From Publishers Weekly
George Bernard Shaw (1856-1950) was haunted by the idea that he was a reincarnation of William Shakespeare. According to Peters's startlingly incisive biographical study, full of fresh insights, Shaw saw himself as in many ways the idealized "superman" of his plays?the heroic artist as moral, powerful and courageous outsider. Yet Shaw, who hated hypocrisy, was, in Peters's estimate, an arch-hypocrite, touted as a feminist while he played women off each other in triangular relationships and used the threat of physical violence to assert control over his mistress, Irish widow Jane Patterson, whom he "pretended to throw out of (a) window" (in the words of Shaw's diary). Peters, a visiting lecturer at Wesleyan, says Shaw's unconsummated marriage to Charlotte Payne-Townshend was "a protective but sterile womb" and traces his misogyny to overidentification with his cold, selfish mother, who dumped Shaw's drunkard father.

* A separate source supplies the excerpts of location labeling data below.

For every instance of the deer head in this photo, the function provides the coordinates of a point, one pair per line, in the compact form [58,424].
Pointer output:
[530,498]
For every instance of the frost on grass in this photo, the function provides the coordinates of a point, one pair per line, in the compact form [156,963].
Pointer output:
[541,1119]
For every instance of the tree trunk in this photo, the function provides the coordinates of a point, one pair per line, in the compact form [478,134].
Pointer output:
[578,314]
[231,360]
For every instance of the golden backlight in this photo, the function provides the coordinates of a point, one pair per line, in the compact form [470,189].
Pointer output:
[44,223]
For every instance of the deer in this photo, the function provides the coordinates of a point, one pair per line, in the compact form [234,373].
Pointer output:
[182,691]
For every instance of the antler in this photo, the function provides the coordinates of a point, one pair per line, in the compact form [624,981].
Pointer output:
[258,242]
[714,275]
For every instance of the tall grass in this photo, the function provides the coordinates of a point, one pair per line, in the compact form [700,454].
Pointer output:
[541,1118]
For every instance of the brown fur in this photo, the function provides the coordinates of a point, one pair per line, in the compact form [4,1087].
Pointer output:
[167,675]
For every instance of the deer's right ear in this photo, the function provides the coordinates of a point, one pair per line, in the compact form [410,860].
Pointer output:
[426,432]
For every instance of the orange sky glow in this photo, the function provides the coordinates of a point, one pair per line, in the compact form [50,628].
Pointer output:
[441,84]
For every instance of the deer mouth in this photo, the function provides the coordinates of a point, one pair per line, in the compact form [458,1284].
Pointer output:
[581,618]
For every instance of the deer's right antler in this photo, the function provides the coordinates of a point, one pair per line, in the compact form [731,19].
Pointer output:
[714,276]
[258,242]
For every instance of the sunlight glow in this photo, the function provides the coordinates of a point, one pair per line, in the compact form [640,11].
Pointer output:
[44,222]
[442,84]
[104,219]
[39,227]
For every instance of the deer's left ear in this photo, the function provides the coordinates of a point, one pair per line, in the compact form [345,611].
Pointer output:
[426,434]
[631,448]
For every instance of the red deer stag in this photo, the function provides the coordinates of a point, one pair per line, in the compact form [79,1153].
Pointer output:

She illuminates the vegetarian, teetotaling playwright's obsessions, including his devotion to boxing and mountain climbing and his preference for unbleached, knitted wool clothing. Preaching eugenics, seeking spiritual salvation, Shaw projected his romanticized self-image onto the stage in telling parables for humanity. Photos. Copyright 1996 Reed Business Information, Inc.
From Library Journal
The appearance of yet another book on Shaw testifies to his fascination for both academics and the public. Shaw's life and work have been carefully documented, studied, and analyzed in the last decade, but Peters (a visiting lecturer at Wesleyan) brings another questioning eye to the exploration of the ambiguities and passions that formed this great playwright and thinker. Shaw's sexuality, always a good topic of speculation, is studied here, but one wishes for more insights and in-depth analysis. Peters does devote a chapter to Shaw's close relationship with the actor and playwright Harley Granville Barker, mainly from Shaw's point of view. One may not agree with Peters's conclusions, but they will prove to be of interest to anyone studying Shaw. Recommended for theater collections and academic libraries. (Index and photographs not seen.)?Susan L. Peters, Emory Univ. Lib., AtlantaCopyright 1996 Reed Business Information, Inc.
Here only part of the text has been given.